What is the difference between a "Kafka Spout" and a "kafka Consumer"?


both "Kafka Spout" and "Kafka Consumer" do retrieve data from the Kafka Brokers, the spout so far i know is for communicating with Storm, and the Consumer is with whatever else.

-but still, what is the difference technically?

-or what would be the difference between If i pulled out the data using a Consumer then receive it using a "Storm Spout" and between if i just used a "Kafka Spout" then add it to my Storm Topology Builder's setSpout(); function

-and when to use Consumer, or a Kafka Spout


Solution

  • A/the "Kafka Spout" is a Storm-specific adapter to read data from Kafka into a Storm topology. Behind the scenes, the Kafka spout actually uses Kafka's built-in "Kafka consumer" client.

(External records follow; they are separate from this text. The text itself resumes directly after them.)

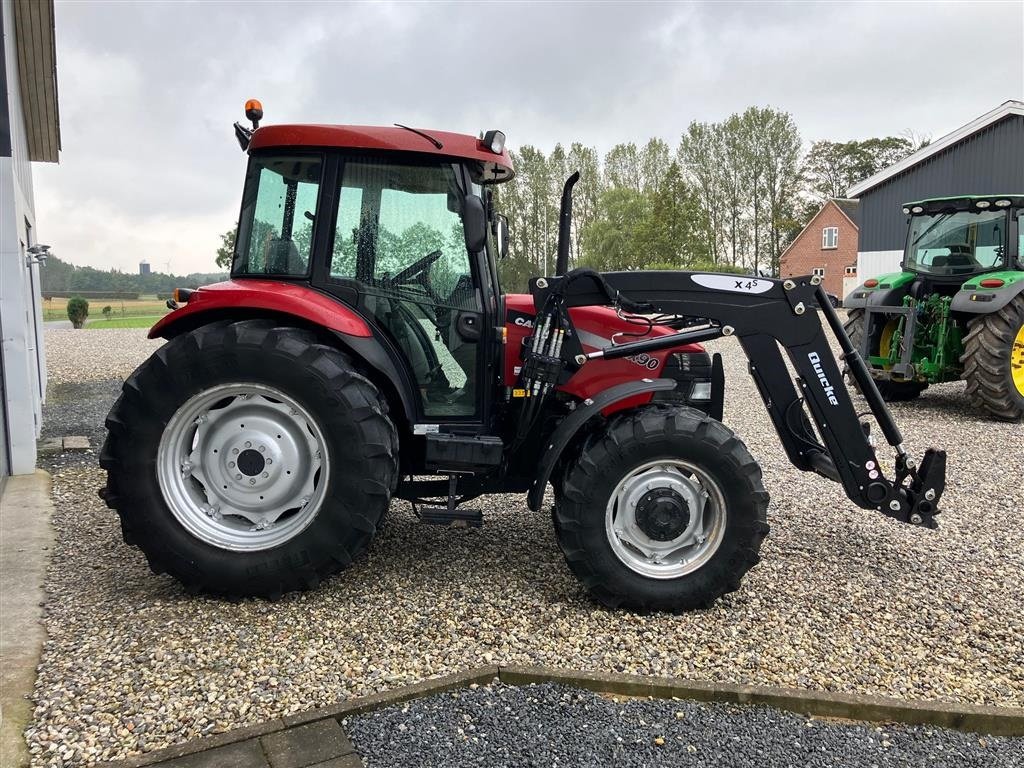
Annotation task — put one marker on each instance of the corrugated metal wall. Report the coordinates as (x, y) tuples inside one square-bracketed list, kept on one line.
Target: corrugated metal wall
[(990, 162)]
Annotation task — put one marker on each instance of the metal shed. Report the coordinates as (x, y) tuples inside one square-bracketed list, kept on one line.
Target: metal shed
[(984, 157)]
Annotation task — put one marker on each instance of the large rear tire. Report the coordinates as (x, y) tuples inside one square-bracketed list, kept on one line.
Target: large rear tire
[(891, 391), (663, 511), (248, 460), (993, 361)]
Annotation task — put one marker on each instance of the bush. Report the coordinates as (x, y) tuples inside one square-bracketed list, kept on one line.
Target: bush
[(78, 310)]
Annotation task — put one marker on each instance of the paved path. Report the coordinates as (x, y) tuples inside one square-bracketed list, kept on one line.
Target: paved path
[(26, 541)]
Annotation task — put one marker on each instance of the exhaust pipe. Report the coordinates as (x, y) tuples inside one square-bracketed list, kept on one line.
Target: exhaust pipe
[(564, 225)]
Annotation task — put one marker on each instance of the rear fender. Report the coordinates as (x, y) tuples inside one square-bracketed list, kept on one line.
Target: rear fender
[(571, 424), (973, 299), (335, 322)]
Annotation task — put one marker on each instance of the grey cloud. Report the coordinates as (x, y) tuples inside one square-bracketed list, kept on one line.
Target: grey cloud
[(148, 90)]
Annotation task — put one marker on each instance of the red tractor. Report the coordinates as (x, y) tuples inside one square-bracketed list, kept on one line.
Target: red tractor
[(363, 350)]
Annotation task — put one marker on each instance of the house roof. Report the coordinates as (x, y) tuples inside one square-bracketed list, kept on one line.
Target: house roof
[(1005, 110), (847, 207), (36, 45)]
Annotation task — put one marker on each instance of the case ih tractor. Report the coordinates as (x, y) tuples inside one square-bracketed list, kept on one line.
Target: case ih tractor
[(363, 350), (955, 310)]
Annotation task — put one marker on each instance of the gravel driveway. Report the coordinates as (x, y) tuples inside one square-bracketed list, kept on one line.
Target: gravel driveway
[(844, 599), (503, 726)]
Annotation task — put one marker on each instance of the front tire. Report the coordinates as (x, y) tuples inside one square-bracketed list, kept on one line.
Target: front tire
[(664, 511), (993, 361), (248, 460)]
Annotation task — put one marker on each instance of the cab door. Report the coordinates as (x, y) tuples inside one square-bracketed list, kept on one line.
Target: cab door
[(399, 250)]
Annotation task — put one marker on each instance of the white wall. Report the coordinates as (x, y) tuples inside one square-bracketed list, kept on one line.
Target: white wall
[(20, 306), (873, 263)]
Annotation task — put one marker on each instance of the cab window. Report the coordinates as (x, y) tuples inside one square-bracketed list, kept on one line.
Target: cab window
[(279, 208)]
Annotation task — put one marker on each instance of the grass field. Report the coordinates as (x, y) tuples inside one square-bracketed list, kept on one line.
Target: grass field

    Technically, the difference is that the Kafka spout is a kind of a Storm-aware "wrapper" on top of Kafka's consumer client.

    In Storm, you should typically always use the included Kafka spout (see https://github.com/apache/storm/tree/master/external/storm-kafka or, for a spout implementation that uses Kafka's so-called "new" consumer client, https://github.com/apache/storm/tree/master/external/storm-kafka-client). It would be a very rare case to implement your own -- perhaps the most likely case would be if there is a bug in the existing Kafka spout that you need to work around until the Storm project fixes the bug upstream.